On Fri, Oct 12, 2018 at 3:01 PM Per Larsen <perl at immunant.com> wrote:

> >> Pagerando is an improvement over ASLR; it is certainly not intended as
>
>> >> a replacement for CFI. Pagerando instead complements CFI as a defense
>
>> >> in depth by making it harder to reliably exploit unconstrained (legacy
>
>> >> code w/o CFI) and weakly-constrained (e.g. those that require many
>
>> >> targets w/CFI) branches.
>
>> >
> >Perhaps I am missing something, but if the low 12 bits of an address are
> not modified between runs then, for the newer ROP attacks that perform
> partial pointer >overwrites, this leaves you with 4 bits of useful
> entropy.  If you try this attack on 100 devices then you will, on average,
> compromise at least 12 of them.  That doesn’t >sound like it gives very
> much security.
>
> For context, David is referring to an academic study of the limits of code
> randomization by Enes Göktaş and others:  Position-Independent Code Reuse:
> On the Effectiveness of ASLR in the Absence of Information Disclosure
> [0,1]. It is interesting research and complements the authors' earlier
> limit studies of CFI. They conclude the paper with a recommendation to
> combine CFI and code randomization which is exactly what we are proposing!
>
> Stack massaging is a key step in PIROP and the idea is to coerce the
> program to generate valid pointers by feeding the target process crafted
> inputs. The adversary can then adjust the lower two bytes of the pointers
> via partial pointer overwrites which gives him a position independent way
> of addressing nearby gadgets. To understand the impact of pagerando and
> ASLR, we can look at the first Asterisk exploit (Sec 4.1). The authors
> trigger a stack corruption bug which causes 6 return addresses to be
> spilled to the stack. It is not clear from the paper whether these point to
> six unique return sites or not but we assume each address is unique for the
> sake of argument.
>
> ASLR:
>     - an adversary can address 64KiB code relative to each pointer.

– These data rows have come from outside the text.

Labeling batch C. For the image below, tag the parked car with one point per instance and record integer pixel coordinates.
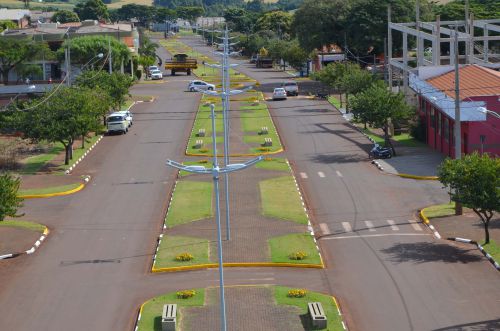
(291, 88)
(117, 122)
(200, 85)
(128, 115)
(156, 74)
(279, 93)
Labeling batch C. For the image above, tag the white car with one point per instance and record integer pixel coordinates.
(156, 74)
(291, 88)
(195, 85)
(117, 122)
(279, 93)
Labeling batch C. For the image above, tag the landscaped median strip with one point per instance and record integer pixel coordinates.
(190, 301)
(426, 221)
(35, 246)
(63, 192)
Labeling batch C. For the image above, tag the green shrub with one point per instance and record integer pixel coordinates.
(186, 294)
(184, 257)
(297, 293)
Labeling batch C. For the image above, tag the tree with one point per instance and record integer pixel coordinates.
(116, 85)
(16, 51)
(377, 105)
(65, 16)
(4, 25)
(83, 49)
(320, 22)
(9, 201)
(62, 117)
(92, 10)
(277, 21)
(474, 181)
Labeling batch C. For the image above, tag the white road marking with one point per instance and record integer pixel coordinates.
(369, 225)
(415, 225)
(347, 226)
(324, 228)
(354, 236)
(393, 225)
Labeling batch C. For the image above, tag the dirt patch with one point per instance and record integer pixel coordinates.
(14, 240)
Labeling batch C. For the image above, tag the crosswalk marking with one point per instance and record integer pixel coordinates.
(347, 226)
(324, 228)
(370, 226)
(415, 225)
(393, 225)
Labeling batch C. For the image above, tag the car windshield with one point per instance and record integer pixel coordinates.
(115, 118)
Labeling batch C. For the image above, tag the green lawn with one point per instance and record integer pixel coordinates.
(334, 321)
(33, 164)
(334, 101)
(278, 164)
(446, 209)
(47, 190)
(282, 246)
(280, 199)
(172, 246)
(152, 309)
(24, 225)
(494, 249)
(192, 201)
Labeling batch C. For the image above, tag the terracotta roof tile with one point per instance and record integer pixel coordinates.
(474, 81)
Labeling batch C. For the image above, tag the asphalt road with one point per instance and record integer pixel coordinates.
(389, 273)
(93, 271)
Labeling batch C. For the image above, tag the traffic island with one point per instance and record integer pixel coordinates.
(248, 308)
(269, 225)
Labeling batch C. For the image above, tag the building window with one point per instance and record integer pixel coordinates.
(446, 129)
(439, 123)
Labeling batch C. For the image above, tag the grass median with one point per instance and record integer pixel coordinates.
(329, 306)
(192, 201)
(285, 249)
(152, 309)
(172, 247)
(281, 199)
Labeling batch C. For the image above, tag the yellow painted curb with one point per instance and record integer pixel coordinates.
(418, 177)
(49, 195)
(423, 217)
(237, 155)
(236, 265)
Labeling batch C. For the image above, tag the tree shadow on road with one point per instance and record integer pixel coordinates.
(421, 252)
(490, 325)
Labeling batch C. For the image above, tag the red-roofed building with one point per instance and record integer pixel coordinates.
(479, 114)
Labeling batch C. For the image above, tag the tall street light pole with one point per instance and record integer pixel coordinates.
(216, 171)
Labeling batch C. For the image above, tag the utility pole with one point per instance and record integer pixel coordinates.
(110, 56)
(457, 124)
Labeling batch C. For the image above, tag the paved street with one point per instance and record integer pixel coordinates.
(388, 271)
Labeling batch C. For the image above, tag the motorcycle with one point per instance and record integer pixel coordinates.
(378, 152)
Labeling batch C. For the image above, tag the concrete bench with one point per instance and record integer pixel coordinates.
(199, 144)
(268, 142)
(318, 317)
(169, 317)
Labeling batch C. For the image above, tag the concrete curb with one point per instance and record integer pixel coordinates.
(57, 194)
(73, 166)
(35, 246)
(481, 249)
(428, 223)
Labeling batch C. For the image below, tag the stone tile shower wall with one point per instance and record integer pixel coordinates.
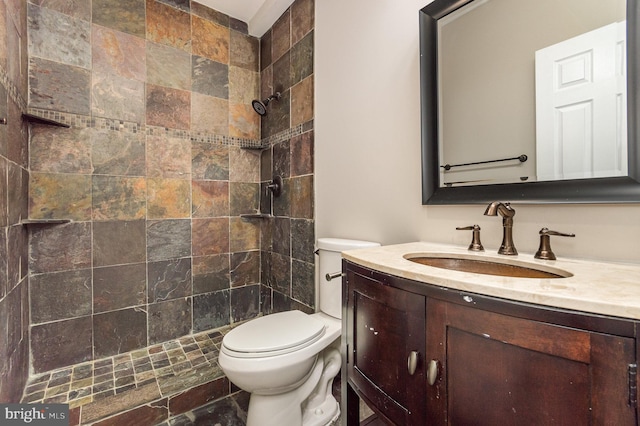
(286, 66)
(152, 173)
(14, 178)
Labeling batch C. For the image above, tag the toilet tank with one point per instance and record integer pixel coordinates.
(329, 262)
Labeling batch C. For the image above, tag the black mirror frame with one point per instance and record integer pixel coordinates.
(587, 191)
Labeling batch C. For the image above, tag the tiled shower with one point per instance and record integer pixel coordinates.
(126, 229)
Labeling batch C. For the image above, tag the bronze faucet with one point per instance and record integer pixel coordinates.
(507, 212)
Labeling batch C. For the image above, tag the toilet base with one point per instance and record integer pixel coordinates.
(312, 404)
(323, 415)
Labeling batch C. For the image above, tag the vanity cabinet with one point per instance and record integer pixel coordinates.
(386, 342)
(483, 360)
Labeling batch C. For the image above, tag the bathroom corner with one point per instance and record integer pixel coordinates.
(151, 179)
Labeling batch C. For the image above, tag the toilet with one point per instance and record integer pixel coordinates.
(287, 361)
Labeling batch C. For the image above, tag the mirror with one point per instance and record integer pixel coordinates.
(454, 106)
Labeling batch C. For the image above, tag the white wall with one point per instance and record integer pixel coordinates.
(367, 147)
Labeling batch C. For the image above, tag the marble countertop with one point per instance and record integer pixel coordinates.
(596, 287)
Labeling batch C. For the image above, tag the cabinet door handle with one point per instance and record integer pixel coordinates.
(432, 372)
(412, 362)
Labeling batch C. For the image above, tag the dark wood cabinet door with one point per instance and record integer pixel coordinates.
(386, 325)
(496, 369)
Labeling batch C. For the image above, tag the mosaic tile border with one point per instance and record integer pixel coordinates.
(83, 121)
(173, 366)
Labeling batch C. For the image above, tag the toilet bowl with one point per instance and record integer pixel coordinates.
(288, 360)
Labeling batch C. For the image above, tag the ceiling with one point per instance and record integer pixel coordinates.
(260, 15)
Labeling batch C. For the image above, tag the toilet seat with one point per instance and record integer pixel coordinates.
(272, 335)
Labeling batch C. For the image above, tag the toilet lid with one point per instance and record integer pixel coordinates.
(281, 333)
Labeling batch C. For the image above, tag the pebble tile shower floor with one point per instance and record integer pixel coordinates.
(177, 382)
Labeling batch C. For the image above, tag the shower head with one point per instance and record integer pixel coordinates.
(261, 106)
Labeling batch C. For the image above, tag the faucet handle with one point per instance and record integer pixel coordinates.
(544, 251)
(475, 245)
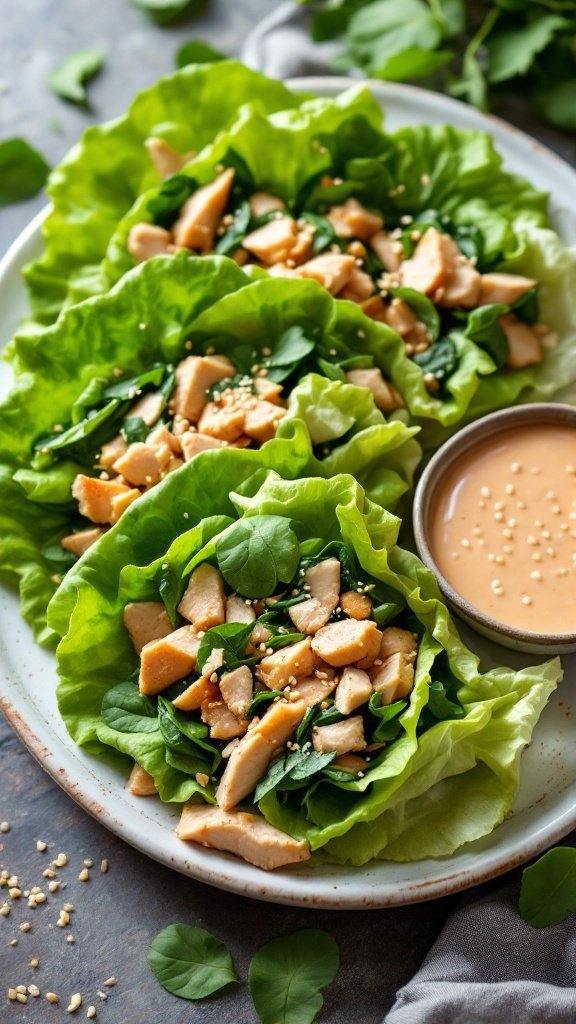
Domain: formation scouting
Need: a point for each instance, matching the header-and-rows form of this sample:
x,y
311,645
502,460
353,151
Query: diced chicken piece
x,y
397,641
260,423
342,737
524,344
140,783
273,243
166,160
333,270
352,220
111,452
94,497
388,250
296,659
262,203
347,641
237,687
166,660
146,622
139,465
385,395
504,288
203,602
223,725
354,689
147,241
249,761
194,376
194,442
324,583
200,215
395,679
356,605
78,543
247,836
238,610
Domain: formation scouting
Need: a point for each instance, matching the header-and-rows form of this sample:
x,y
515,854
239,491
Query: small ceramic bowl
x,y
464,440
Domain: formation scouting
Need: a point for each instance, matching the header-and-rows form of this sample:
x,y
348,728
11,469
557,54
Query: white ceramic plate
x,y
545,809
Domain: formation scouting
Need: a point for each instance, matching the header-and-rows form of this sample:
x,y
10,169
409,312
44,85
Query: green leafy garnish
x,y
190,963
68,79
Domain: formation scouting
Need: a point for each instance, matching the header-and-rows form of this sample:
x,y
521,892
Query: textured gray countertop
x,y
118,913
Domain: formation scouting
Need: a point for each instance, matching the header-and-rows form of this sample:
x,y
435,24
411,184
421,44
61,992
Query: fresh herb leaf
x,y
257,553
23,171
68,79
190,963
288,975
547,895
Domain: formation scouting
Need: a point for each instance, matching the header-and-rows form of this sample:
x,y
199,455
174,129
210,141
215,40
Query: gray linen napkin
x,y
487,967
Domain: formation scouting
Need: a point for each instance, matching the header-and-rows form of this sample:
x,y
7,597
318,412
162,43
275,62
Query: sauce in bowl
x,y
502,526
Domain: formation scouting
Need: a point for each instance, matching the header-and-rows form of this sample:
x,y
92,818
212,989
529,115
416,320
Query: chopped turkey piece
x,y
78,543
385,395
262,203
247,836
354,689
347,641
342,737
388,250
356,605
166,160
395,679
524,344
352,220
194,376
168,659
193,443
238,610
277,670
223,725
333,270
274,242
200,215
147,241
139,465
140,783
323,582
505,288
146,622
94,497
237,687
203,603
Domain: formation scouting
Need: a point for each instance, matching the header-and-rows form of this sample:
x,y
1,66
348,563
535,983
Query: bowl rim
x,y
444,458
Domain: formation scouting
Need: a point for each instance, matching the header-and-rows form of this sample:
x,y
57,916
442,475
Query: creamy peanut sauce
x,y
502,527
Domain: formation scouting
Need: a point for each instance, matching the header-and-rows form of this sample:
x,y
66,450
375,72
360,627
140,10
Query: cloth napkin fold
x,y
487,967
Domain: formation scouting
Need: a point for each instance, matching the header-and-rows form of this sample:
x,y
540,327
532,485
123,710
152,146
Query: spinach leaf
x,y
23,171
257,553
68,80
190,963
547,895
288,975
125,710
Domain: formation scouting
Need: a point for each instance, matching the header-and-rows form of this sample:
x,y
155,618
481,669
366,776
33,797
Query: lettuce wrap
x,y
76,384
442,764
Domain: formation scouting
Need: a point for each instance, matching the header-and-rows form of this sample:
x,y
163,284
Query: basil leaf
x,y
288,975
23,171
190,963
547,894
257,553
125,710
68,79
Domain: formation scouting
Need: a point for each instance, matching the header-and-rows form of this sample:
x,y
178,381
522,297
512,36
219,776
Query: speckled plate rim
x,y
539,821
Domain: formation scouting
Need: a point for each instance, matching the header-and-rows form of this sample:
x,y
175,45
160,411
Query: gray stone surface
x,y
118,913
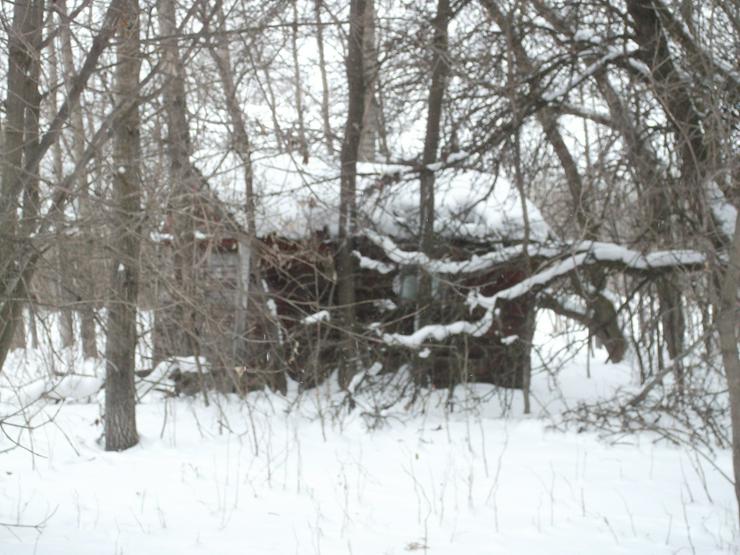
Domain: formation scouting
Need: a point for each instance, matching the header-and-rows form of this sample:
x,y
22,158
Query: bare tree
x,y
120,394
349,156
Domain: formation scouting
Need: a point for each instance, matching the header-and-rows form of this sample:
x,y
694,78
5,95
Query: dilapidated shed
x,y
267,303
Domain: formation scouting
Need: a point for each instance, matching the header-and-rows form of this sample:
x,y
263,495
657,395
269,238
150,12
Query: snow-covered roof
x,y
294,199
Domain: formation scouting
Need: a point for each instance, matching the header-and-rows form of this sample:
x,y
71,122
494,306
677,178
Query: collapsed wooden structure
x,y
265,307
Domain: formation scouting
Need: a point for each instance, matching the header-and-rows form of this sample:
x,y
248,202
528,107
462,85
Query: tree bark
x,y
325,115
347,200
440,71
185,182
120,400
18,258
728,316
369,134
83,269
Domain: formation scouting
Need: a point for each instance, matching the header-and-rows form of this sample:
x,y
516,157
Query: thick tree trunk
x,y
186,186
120,400
298,88
21,56
440,71
18,258
347,209
328,134
369,134
728,316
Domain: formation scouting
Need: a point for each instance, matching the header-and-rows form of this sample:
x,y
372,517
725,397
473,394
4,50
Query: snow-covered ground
x,y
273,475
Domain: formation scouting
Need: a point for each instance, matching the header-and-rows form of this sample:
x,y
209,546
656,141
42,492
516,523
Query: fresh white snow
x,y
278,475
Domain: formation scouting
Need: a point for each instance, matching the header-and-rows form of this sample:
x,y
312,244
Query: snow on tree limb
x,y
591,252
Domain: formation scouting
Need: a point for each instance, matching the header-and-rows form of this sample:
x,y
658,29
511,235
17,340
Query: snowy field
x,y
287,476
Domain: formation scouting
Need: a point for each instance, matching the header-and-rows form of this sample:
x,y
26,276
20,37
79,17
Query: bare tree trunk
x,y
328,134
347,200
302,141
728,317
440,71
120,400
20,82
84,270
185,182
18,259
368,137
64,277
605,322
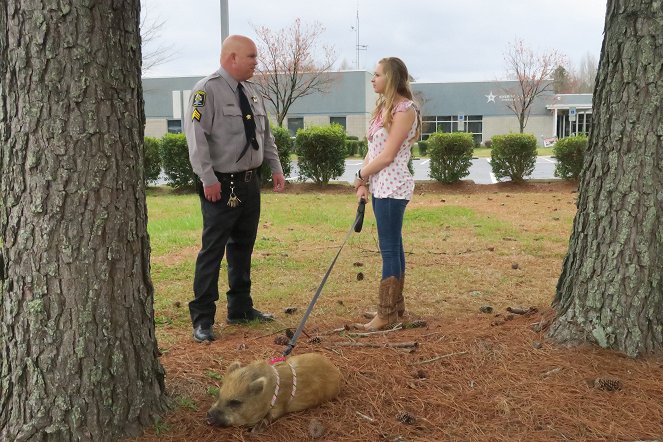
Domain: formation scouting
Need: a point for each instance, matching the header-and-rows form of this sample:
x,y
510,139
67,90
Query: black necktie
x,y
248,120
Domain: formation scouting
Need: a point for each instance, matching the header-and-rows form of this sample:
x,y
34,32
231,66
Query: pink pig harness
x,y
272,363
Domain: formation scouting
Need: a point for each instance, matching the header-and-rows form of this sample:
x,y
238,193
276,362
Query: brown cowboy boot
x,y
386,315
400,301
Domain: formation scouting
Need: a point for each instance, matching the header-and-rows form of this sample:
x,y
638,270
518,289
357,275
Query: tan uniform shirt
x,y
215,131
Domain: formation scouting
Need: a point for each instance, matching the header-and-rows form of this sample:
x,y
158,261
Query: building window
x,y
338,120
473,124
294,124
581,126
174,126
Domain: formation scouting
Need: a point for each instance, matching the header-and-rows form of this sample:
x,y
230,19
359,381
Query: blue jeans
x,y
389,218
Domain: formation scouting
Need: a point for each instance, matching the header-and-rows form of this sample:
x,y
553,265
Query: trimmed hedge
x,y
362,148
570,154
321,152
351,147
513,156
284,145
450,156
175,160
152,159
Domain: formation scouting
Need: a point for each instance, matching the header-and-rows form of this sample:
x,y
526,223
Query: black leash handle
x,y
359,219
356,226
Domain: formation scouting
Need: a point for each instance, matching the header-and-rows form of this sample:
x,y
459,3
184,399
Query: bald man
x,y
229,137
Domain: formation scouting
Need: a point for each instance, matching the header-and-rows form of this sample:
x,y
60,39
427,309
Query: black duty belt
x,y
237,177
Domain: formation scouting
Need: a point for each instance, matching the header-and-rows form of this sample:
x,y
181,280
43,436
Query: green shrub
x,y
362,148
175,160
570,153
152,159
513,156
450,156
423,147
284,146
351,147
321,152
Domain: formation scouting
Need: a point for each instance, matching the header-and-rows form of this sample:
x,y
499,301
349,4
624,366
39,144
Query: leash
x,y
356,226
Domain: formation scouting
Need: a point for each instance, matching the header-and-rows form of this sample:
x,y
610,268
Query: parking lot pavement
x,y
480,171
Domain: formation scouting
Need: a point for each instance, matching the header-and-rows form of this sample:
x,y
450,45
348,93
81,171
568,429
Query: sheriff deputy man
x,y
228,134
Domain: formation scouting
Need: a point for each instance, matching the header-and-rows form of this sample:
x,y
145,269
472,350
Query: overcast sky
x,y
439,40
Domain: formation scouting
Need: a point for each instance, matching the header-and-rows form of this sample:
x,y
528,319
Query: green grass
x,y
299,235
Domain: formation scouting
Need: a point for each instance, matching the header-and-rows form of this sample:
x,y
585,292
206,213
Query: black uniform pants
x,y
231,230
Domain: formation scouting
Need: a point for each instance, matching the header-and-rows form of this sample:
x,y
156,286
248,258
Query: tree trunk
x,y
78,354
610,291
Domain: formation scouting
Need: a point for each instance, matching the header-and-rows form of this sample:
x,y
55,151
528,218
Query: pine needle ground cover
x,y
471,361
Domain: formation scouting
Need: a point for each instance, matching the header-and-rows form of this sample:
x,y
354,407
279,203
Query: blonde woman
x,y
395,126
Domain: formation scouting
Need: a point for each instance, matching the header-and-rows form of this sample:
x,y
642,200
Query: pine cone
x,y
607,384
418,323
281,340
406,418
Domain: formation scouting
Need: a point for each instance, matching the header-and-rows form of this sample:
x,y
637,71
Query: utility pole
x,y
224,19
359,47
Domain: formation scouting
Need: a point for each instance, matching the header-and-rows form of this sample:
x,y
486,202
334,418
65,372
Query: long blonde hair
x,y
397,84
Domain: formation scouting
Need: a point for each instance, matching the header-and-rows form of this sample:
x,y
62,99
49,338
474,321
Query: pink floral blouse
x,y
395,180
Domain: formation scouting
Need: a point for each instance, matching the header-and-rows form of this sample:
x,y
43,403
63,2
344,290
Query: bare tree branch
x,y
533,72
288,68
153,53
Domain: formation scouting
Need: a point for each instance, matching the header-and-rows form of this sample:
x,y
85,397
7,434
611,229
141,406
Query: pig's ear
x,y
234,366
258,385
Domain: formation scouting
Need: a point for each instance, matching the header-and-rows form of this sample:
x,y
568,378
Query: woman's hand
x,y
362,193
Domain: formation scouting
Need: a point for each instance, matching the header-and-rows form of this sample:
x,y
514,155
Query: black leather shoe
x,y
251,315
201,334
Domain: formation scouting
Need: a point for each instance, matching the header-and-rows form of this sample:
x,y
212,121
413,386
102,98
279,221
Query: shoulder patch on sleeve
x,y
199,99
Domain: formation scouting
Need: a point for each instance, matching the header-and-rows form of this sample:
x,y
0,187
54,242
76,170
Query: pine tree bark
x,y
610,291
78,353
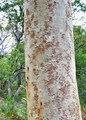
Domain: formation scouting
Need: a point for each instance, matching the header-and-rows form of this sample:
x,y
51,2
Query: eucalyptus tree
x,y
49,60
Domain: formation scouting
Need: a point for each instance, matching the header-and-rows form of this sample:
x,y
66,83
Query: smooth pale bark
x,y
50,64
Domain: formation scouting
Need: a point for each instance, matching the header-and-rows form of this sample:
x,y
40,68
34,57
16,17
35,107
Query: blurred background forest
x,y
12,63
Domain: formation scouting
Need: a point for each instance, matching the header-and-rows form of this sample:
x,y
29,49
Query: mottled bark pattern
x,y
50,64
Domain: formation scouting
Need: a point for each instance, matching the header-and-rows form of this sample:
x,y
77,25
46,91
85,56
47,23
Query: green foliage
x,y
79,6
12,110
80,47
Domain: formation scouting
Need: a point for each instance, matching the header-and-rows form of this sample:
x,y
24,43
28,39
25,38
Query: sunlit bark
x,y
50,64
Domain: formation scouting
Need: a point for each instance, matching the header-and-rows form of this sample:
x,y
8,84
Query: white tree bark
x,y
50,64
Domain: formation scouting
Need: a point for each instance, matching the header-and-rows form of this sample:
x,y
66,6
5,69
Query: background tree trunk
x,y
50,64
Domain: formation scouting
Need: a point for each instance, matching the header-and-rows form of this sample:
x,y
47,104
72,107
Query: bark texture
x,y
50,64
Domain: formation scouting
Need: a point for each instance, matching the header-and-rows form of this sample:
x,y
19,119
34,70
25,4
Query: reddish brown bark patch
x,y
35,71
32,34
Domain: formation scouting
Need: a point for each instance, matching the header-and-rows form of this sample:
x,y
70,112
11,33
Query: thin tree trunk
x,y
50,63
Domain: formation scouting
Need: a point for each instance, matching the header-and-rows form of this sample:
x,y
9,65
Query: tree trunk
x,y
50,63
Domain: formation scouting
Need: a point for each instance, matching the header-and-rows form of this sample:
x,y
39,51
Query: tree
x,y
50,63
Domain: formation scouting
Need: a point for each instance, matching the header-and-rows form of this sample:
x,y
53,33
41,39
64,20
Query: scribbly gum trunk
x,y
50,64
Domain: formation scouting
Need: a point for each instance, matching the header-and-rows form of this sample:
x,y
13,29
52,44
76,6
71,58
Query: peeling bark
x,y
49,60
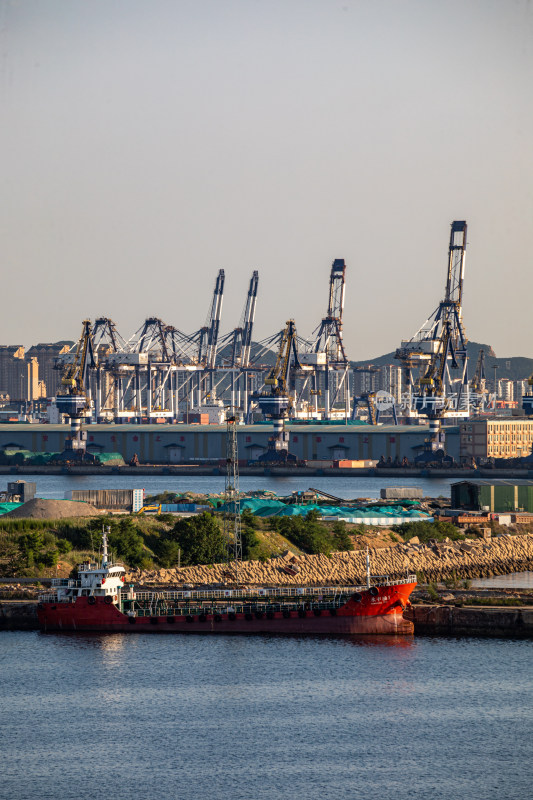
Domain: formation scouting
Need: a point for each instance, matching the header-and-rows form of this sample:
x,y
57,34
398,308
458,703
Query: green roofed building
x,y
496,495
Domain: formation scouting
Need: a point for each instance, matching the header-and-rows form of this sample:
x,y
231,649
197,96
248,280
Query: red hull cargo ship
x,y
99,601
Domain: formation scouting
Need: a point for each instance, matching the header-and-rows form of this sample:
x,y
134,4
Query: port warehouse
x,y
495,495
181,444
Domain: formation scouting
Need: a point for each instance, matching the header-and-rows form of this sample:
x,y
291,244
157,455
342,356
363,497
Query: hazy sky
x,y
147,143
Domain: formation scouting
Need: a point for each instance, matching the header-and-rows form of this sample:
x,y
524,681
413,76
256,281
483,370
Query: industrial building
x,y
496,437
19,374
496,495
180,443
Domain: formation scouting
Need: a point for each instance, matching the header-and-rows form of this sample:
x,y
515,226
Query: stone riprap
x,y
472,558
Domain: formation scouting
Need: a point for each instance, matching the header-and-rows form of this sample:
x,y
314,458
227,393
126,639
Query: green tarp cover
x,y
5,508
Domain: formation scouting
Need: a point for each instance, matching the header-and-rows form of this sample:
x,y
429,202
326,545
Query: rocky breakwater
x,y
471,558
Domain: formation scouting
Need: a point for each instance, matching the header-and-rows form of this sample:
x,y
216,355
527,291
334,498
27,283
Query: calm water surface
x,y
253,718
55,486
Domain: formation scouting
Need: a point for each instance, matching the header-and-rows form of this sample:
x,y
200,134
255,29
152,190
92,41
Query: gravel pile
x,y
39,508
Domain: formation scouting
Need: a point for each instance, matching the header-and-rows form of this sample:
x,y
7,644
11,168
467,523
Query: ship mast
x,y
232,529
105,556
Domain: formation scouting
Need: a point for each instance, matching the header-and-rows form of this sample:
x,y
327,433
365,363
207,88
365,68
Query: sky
x,y
148,143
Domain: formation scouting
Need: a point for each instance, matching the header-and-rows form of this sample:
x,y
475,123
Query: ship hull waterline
x,y
381,615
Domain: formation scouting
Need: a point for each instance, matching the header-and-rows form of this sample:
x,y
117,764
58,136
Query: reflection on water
x,y
152,717
55,486
516,580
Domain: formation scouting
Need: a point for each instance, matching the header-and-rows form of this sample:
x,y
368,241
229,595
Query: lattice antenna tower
x,y
232,527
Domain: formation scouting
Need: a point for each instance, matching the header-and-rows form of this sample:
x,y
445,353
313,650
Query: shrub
x,y
200,539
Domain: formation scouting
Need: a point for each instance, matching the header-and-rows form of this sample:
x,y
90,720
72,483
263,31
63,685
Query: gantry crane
x,y
326,353
478,384
276,403
240,342
442,336
72,399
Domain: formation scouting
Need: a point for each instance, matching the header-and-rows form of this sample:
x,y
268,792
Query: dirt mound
x,y
53,509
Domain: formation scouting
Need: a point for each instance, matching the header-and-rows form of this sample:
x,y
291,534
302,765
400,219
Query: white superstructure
x,y
95,579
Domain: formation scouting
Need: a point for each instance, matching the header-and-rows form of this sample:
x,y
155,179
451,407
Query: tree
x,y
200,539
169,553
341,538
126,542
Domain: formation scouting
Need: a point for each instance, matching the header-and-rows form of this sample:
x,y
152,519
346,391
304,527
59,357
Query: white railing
x,y
282,591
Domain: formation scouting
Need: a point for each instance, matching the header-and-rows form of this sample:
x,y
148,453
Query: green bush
x,y
200,539
341,538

>     - best case: ~64KiB gadget availability, worst case: 6*64KiB = 384KB
> gadget availability.
>     - 4 bits of entropy regardless of the number of return addresses to
> overwrite
>
> pagerando:
>     - case 1: all return addresses point to the same page:
>         + can address 4KiB of code worst case (vs 384KiB for ASLR)
>         + must guess 4 bits of entropy for 1 pointer: 1/16 success rate
>     - case 2: all return addresses point to different pages:
>         + can address 6 * 4KiB code -> 24KiB gadget availability.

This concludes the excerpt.